New subject: [Rejected Paper] Experience Report: Writing NetBSD Sound Drivers in Haskell

Oooh. and you documented jhc's RTS while you were at it. that is great :) I have been thinking about a way to extend JGC to seamlessly handle interfaces that utilize stack allocated C structs. The main target being GMP. Right now I can do pretty well by having a 'self-pointing' 'self-cleaning' ForeignPtr. The definition of ForeignPtr is

...

data ForeginPtr = ForeignPtr Addr_

However, it is a little magic in that you can allocate it in a larger space than it would naturally take up, I can then have Addr_ point to the word following it directly in memory. The garbage collector treats it just like normal and needs no finalizer, as long as the ForeginPtr is live, the area it points to is live since they are the same space, as far as the code is concerned it could be pointing to an external C structure. This is very efficient and a very fast way to throw around C structures without having to worry about whether they were allocated in haskell or in C. However, things like GMP require the memory region to be initialized and freed since it may have internal pointers. I could just continue with standard foreign pointers, attaching a destructor, but this has a couple problems - I have to initialize the memory area, this is hard to do without invoking the IO monad to ensure proper sequencing, for the result of an addition, that seems heavy, it is hard for the complier to "see through" an unsafePerformIO when optimizing. - every Integer will have to carry around two extra words, a self pointer that always points to its own memory location, and a pointer to a destructor that is always going to be the same. - memory will be destructed when it is likely to immediately be re-used as an Integer, it would be good to deforest this destruct-construct pair. To solve both I was thinking of assosciating a contructor/destructor with a type rather than a value. By creating an entire block of the same type, it can initialize the entire block at once, then delay the destructor until the entire block is freed. since GMP ints can be re-used in place, it would get rid of almost all initialization and destruction overhead. A 'delayed destructor' if you will, that only needs to be called if the memory location is going to be used for a different type. Allocations in jhc are already tagged by type so this isn't difficult to keep track of. I was thinking something like data {-# CCONSTRUCTOR "init_integer" #-} {-# CDESTRUCTOR delayed "fini_integer" #-} Integer_ :: # data Integer = Integer Integer_ since Integer_ is unboxed, we can ensure they are only created in the right heap by using a primitive to do so, there is no way for a user to conjure up an unboxed type that doesn't take part in unboxed num polymorphism so can be represented by 0# 1# etc. John On Tue, Jun 10, 2014 at 3:13 AM, Kiwamu Okabe wrote:

...

Hi jhc-hackers,

I have written a paper "Experience Report: Writing NetBSD Sound Drivers in Haskell".

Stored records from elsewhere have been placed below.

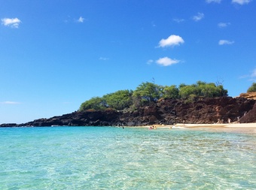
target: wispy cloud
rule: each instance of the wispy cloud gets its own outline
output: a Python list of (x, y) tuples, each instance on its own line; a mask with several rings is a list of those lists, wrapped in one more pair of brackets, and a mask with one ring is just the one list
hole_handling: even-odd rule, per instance
[(252, 0), (232, 0), (232, 3), (236, 3), (239, 5), (244, 5), (244, 4), (248, 4), (251, 2)]
[(177, 18), (174, 18), (174, 19), (172, 19), (172, 20), (174, 22), (176, 22), (177, 23), (180, 23), (185, 21), (185, 20), (184, 20), (184, 19), (177, 19)]
[(4, 18), (1, 20), (2, 24), (6, 26), (10, 26), (11, 28), (19, 28), (19, 25), (21, 23), (20, 20), (18, 18)]
[(221, 3), (221, 0), (206, 0), (206, 3)]
[(233, 41), (227, 41), (227, 40), (220, 40), (218, 41), (218, 44), (222, 46), (222, 45), (231, 45), (234, 44), (235, 42)]
[(149, 59), (149, 60), (148, 60), (147, 64), (148, 65), (151, 65), (153, 62), (154, 62), (154, 60)]
[(77, 20), (78, 23), (84, 23), (84, 18), (80, 17), (79, 19)]
[(227, 27), (227, 26), (228, 26), (230, 25), (230, 23), (219, 23), (218, 24), (218, 26), (219, 28), (225, 28), (225, 27)]
[(181, 37), (178, 35), (170, 35), (166, 39), (162, 39), (159, 42), (159, 47), (179, 46), (184, 43)]
[(178, 63), (180, 61), (177, 59), (172, 59), (169, 57), (160, 58), (156, 61), (156, 62), (162, 66), (169, 66), (176, 63)]
[(0, 101), (0, 104), (20, 104), (20, 102), (6, 101)]
[(205, 17), (204, 14), (203, 13), (197, 13), (197, 15), (194, 16), (192, 17), (192, 19), (195, 21), (195, 22), (198, 22), (200, 20), (201, 20), (203, 17)]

http://metasepi.org/papers.html

It explains Ajhc customized jhc GC, and sometime useful to develop jhc.

Thank's, -- Kiwamu Okabe at METASEPI DESIGN _______________________________________________ Haskell-Cafe mailing list Haskell-Cafe@haskell.org http://www.haskell.org/mailman/listinfo/haskell-cafe

-- John Meacham - http://notanumber.net/

Kiwamu Okabe

11:19 a.m.

New subject: [Rejected Paper] Experience Report: Writing NetBSD Sound Drivers in Haskell

Hi John, On Tue, Jun 10, 2014 at 7:55 PM, John Meacham wrote:

...

Oooh. and you documented jhc's RTS while you were at it. that is great :)

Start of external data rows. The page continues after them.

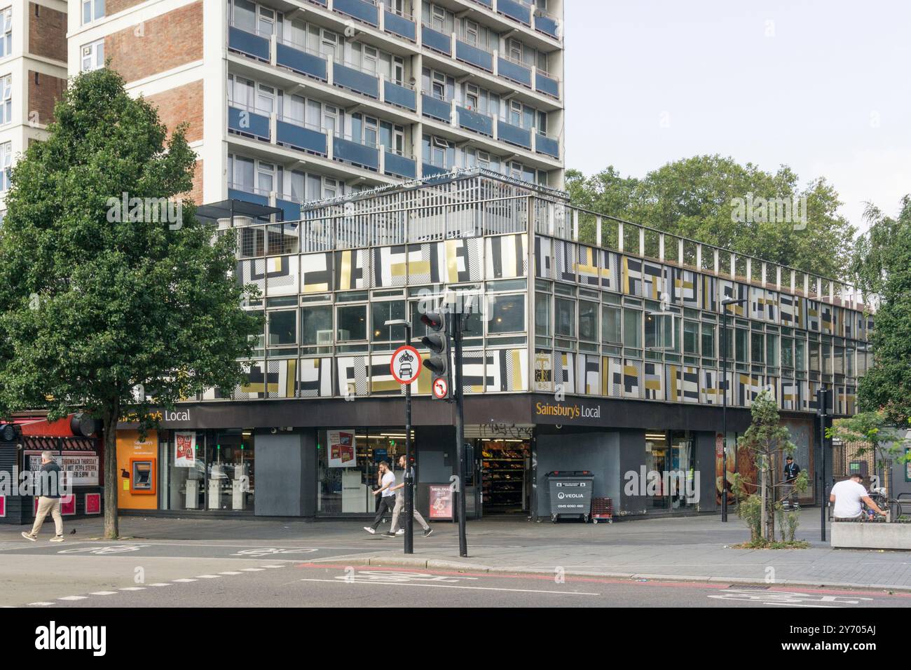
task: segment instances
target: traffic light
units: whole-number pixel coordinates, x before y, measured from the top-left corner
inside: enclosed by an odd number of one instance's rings
[[[15,442],[22,435],[15,423],[0,423],[0,442]]]
[[[421,314],[421,323],[431,331],[421,338],[422,344],[430,349],[430,357],[425,362],[430,370],[431,388],[434,397],[447,400],[452,397],[452,384],[449,376],[449,333],[446,330],[446,314],[443,312],[426,312]],[[442,379],[441,384],[437,380]],[[440,388],[445,393],[440,392]]]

BTW. How do you think about jgc having multiple "arena" with the context? It can realize reentrant GC on jhc. Of cause, I know you feel bad about the cost initializing jgc every call C=>Haskell. Do you have some idea for the multiple "arena"? Best regards, -- Kiwamu Okabe at METASEPI DESIGN

John Meacham

11:26 a.m.

New subject: [Rejected Paper] Experience Report: Writing NetBSD Sound Drivers in Haskell

Hmm.. what were you thinking of in terms of how it would change the API? By reentrant do you mean you want C functions that were called by haskell to be able to call back into haskell again? what is the issue with the context that is stowed. or are you talking about SMP/lightweight threads? On Tue, Jun 10, 2014 at 4:19 AM, Kiwamu Okabe wrote:

...

Hi John,

On Tue, Jun 10, 2014 at 7:55 PM, John Meacham wrote:

...
Oooh. and you documented jhc's RTS while you were at it. that is great :)

BTW. How do you think about jgc having multiple "arena" with the context? It can realize reentrant GC on jhc. Of cause, I know you feel bad about the cost initializing jgc every call C=>Haskell.

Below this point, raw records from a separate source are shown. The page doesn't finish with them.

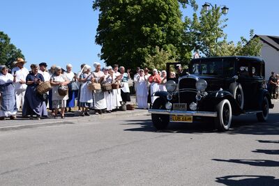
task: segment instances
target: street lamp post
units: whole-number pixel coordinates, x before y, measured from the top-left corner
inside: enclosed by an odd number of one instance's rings
[[[208,11],[209,11],[210,6],[211,6],[212,9],[215,8],[215,10],[217,10],[217,5],[216,4],[215,4],[214,6],[213,6],[211,3],[208,3],[208,2],[205,2],[204,3],[204,4],[202,6],[202,9],[204,10],[205,10],[206,12],[208,12]],[[222,10],[222,13],[223,15],[227,15],[227,12],[229,11],[229,8],[227,8],[225,5],[224,5],[224,6],[223,6],[223,8],[221,8],[221,10]],[[217,22],[216,22],[216,24],[217,24]],[[218,25],[216,25],[216,27],[217,27],[217,26]],[[218,33],[218,29],[216,29],[216,44],[215,45],[216,45],[216,56],[217,56],[217,49],[217,49],[217,47],[218,47],[217,46],[217,44],[218,44],[217,33]]]

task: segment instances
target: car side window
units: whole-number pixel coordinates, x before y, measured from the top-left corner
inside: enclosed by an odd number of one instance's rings
[[[252,77],[262,77],[261,71],[261,63],[252,63]]]
[[[239,61],[239,65],[237,68],[237,73],[239,77],[249,77],[249,63],[250,61],[248,60],[241,60]]]
[[[223,75],[227,77],[232,77],[234,74],[234,61],[224,61],[223,63]]]
[[[248,66],[240,66],[239,72],[240,76],[249,77],[249,71]]]

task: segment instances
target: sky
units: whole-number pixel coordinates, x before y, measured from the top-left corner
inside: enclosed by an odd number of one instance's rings
[[[93,66],[100,46],[95,43],[98,24],[98,12],[92,9],[93,0],[0,0],[0,31],[8,34],[11,43],[20,48],[31,63],[46,62],[66,68],[68,63],[73,71],[80,64]],[[213,6],[228,7],[228,40],[236,42],[241,36],[249,38],[250,29],[258,35],[279,36],[278,8],[279,1],[268,0],[196,0],[199,10],[205,2]],[[190,16],[193,10],[181,9]]]

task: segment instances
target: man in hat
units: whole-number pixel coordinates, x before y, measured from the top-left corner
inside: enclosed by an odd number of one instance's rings
[[[45,79],[45,82],[49,82],[50,79],[50,75],[47,71],[47,65],[46,63],[43,62],[39,64],[40,70],[38,71],[38,73],[41,74]]]
[[[269,77],[269,93],[271,97],[271,98],[275,98],[276,96],[276,86],[277,86],[277,80],[276,77],[274,75],[274,72],[271,72],[271,75]]]
[[[12,69],[12,75],[15,77],[15,94],[17,102],[17,111],[20,106],[22,108],[24,102],[25,91],[27,88],[26,84],[26,77],[29,71],[24,67],[26,61],[22,58],[17,58],[15,63],[15,67]]]

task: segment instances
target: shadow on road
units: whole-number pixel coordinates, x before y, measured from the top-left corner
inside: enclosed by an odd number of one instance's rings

Do you have some idea for the multiple "arena"?

Best regards, -- Kiwamu Okabe at METASEPI DESIGN

-- John Meacham - http://notanumber.net/

John Meacham

11:28 a.m.

New subject: [Rejected Paper] Experience Report: Writing NetBSD Sound Drivers in Haskell

Ah. I think I see what you mean by reentrant in your paper. Can you point me to your context switching code in ajhc? Is SMP a concern for you or are you mainly concerned about hardware interrupts? On Tue, Jun 10, 2014 at 4:26 AM, John Meacham wrote:

...

Hmm.. what were you thinking of in terms of how it would change the API?

By reentrant do you mean you want C functions that were called by haskell to be able to call back into haskell again? what is the issue with the context that is stowed. or are you talking about SMP/lightweight threads?

On Tue, Jun 10, 2014 at 4:19 AM, Kiwamu Okabe wrote:

...
Hi John,

On Tue, Jun 10, 2014 at 7:55 PM, John Meacham wrote:

...
Oooh. and you documented jhc's RTS while you were at it. that is great :)

BTW. How do you think about jgc having multiple "arena" with the context? It can realize reentrant GC on jhc. Of cause, I know you feel bad about the cost initializing jgc every call C=>Haskell.

Do you have some idea for the multiple "arena"?

Best regards, -- Kiwamu Okabe at METASEPI DESIGN

-- John Meacham - http://notanumber.net/

-- John Meacham - http://notanumber.net/

Kiwamu Okabe

11:42 a.m.

New subject: [Rejected Paper] Experience Report: Writing NetBSD Sound Drivers in Haskell

Hi John, On Tue, Jun 10, 2014 at 8:28 PM, John Meacham wrote:

...

Ah. I think I see what you mean by reentrant in your paper. Can you point me to your context switching code in ajhc?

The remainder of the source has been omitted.